Now let’s say you have a balance of $5,000 on a different credit card with the same interest rate and minimum payment policy. In this case, the 2% minimum would be $100 (2% of $5,000), and since that’s greater than $25, your minimum payment would be $100.
The average payment method is the most common way to calculate credit card payments. To calculate your monthly payment using this method, you simply take your total balance and divide it by the number of months in your repayment period. So, if you have a balance of $1,000 and you’re repayment period is 12 months, your monthly payment would be $83.33.
While this method is easy to use, it’s not the most efficient way to pay off your debt. That’s because with this method, you’ll end up paying more in interest than you would with other methods.
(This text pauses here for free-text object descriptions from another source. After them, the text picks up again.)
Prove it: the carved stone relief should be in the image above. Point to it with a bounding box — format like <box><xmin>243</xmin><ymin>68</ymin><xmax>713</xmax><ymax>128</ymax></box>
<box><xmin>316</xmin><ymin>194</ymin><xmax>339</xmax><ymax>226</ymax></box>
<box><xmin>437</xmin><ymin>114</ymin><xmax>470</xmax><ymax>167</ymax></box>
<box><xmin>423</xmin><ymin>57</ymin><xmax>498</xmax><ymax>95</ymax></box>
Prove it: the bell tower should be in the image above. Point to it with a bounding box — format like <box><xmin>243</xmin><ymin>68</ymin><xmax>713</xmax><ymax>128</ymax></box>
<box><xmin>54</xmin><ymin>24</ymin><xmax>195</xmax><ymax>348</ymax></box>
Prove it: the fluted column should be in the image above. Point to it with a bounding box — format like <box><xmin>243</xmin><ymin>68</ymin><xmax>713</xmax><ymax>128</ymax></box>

A fixed payment is the same amount each month that you pay towards your credit card balance. You can usually choose your own fixed payment amount, as long as it is above the minimum payment required by your card issuer. To calculate your fixed payment, simply divide your current credit card balance by the number of months you want to pay it off.
The takeaway is that you have many options when it comes to credit card payments, and the best method for you depends on your individual circumstances. There are pros and cons to each method, so be sure to consider all of your options before making a decision. If you need help deciding which method is best for you, please contact a financial advisor.